3 – What is the first thing to do when designing a new CX-based solution?

GR: It is very difficult to orchestrate and design an ecosystem of interactions that manifest the purpose of a company or brand without knowing who that organization intends to create value for. But knowing the different types of users and the motivations for why they buy and use a particular product, service or brand is not necessarily the first thing to do when designing a new CX-based service or product.

A first step may be to understand the company’s current CX situation, that is, which areas are involved with the customer, how these areas work together, which databases are used as a knowledge base, which projects are running within the company that may impact the project in question.

In short: we need to align the level of information between us and the customer and understand the internal journey, in this way we can think in a more systemic way about how to offer a fluid CX.

4 – How do companies perceive the value of CX? Is there still resistance to delving into consumer problems?

GR: Less and less. The perception that we need to know who we are building value for is something that is already present in most companies. What changes is the belief of how best to do this. At Questtonó Manyone, for example, we use four different lenses that help us understand people more holistically. We are not always able to use all four simultaneously, as the need varies from project to project.

The first lens is the market lens, and involves a more macro study, looking for patterns and volumes of supply and consumption that help us to determine what can be done in market segmentation. For example, are we going to make a low alcohol or low gluten beer? Are we going to make a fintech for the AB or CD audience? How do brands X or Y position themselves? What territory is not yet occupied?

Another lens is culture, more focused on when our work is for brands. It involves the identification of cultural movements, usually emerging, that help us to position the discourse of brands to some value stream. For example, Tônica Antarctica identified that their target audience (young people aged 18-24) had a hard time dealing with the frustrations of adult life. At the time, memes were running that said things like, “Don’t Grow Up: it’s a trap!” (do not grow up it is a trap).
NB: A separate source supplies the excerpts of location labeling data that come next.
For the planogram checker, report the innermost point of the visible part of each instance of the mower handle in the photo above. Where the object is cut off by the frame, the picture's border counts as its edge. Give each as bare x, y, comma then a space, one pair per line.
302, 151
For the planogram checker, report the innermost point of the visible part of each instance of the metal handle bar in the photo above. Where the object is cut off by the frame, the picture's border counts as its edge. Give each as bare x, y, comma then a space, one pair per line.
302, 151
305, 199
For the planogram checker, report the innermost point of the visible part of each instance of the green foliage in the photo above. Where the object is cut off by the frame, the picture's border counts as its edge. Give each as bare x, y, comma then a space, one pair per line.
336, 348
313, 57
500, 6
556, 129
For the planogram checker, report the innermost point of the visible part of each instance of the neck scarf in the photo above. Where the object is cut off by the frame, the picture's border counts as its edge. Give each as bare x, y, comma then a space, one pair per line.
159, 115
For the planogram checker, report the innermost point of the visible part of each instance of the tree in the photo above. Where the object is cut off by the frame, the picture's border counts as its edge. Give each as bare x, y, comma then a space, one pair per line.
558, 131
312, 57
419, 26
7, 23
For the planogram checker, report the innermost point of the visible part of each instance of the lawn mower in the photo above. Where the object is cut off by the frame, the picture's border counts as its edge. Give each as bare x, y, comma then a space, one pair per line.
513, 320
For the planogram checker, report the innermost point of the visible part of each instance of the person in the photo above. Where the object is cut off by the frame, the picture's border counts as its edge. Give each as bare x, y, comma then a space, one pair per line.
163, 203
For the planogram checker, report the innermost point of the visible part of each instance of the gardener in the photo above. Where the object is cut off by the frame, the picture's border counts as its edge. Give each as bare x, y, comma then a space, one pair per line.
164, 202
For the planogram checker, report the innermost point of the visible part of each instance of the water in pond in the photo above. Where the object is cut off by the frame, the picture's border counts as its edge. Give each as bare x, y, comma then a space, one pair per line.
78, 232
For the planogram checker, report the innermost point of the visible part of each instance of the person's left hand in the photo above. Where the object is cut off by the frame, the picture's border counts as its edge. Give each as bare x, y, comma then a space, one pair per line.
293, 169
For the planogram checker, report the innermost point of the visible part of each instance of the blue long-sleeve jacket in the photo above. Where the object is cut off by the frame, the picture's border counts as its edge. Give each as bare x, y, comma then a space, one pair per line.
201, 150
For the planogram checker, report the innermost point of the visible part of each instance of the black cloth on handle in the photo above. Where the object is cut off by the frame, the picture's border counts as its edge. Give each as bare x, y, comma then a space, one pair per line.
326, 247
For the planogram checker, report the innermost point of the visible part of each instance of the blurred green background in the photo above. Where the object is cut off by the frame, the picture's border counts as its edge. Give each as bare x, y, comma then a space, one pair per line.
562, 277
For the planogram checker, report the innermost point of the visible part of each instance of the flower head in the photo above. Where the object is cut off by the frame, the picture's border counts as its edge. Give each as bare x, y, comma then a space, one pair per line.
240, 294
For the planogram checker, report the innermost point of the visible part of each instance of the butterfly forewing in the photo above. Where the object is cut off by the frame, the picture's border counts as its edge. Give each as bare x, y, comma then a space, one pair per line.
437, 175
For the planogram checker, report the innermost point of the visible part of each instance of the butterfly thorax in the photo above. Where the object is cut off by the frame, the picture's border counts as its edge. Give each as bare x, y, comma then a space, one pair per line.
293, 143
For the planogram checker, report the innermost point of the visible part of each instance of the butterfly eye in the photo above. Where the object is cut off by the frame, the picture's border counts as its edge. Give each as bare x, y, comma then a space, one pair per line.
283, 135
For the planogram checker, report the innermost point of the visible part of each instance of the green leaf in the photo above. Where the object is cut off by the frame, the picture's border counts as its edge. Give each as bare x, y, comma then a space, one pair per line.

We used this flow to position the brand in a place that said to young people: enjoy the pain and setbacks, because that’s what transforms you.

We also have the use and consumption behavior lens, which involves understanding the motivations that lead people to choose, buy, adhere to, consume and use a particular product, brand or service, as well as the contexts of this behavior.

This is where a more tactical CX plan comes in, as different users experience different journeys and moments of interaction with an organization. Therefore, these different natures of relationship between users/consumers and companies must be identified.

Finally, the last lens is, nowadays, the most important. How does the company structure envision managing the CX? What are the areas and processes involved and, above all, how does the information get clearly delivered to everyone?

5 – What are the most common challenges when companies decide to have a CX plan? Is it expensive?

GR: Define the granularity of the information, that is, if they want to do the process in a more macro way, understanding how to organize the current system, or more micro, already delving into the definition of how each solution will be developed.

The price varies according to the type of project. The more in-depth, more personas, more moments of interaction, the more expensive it will be.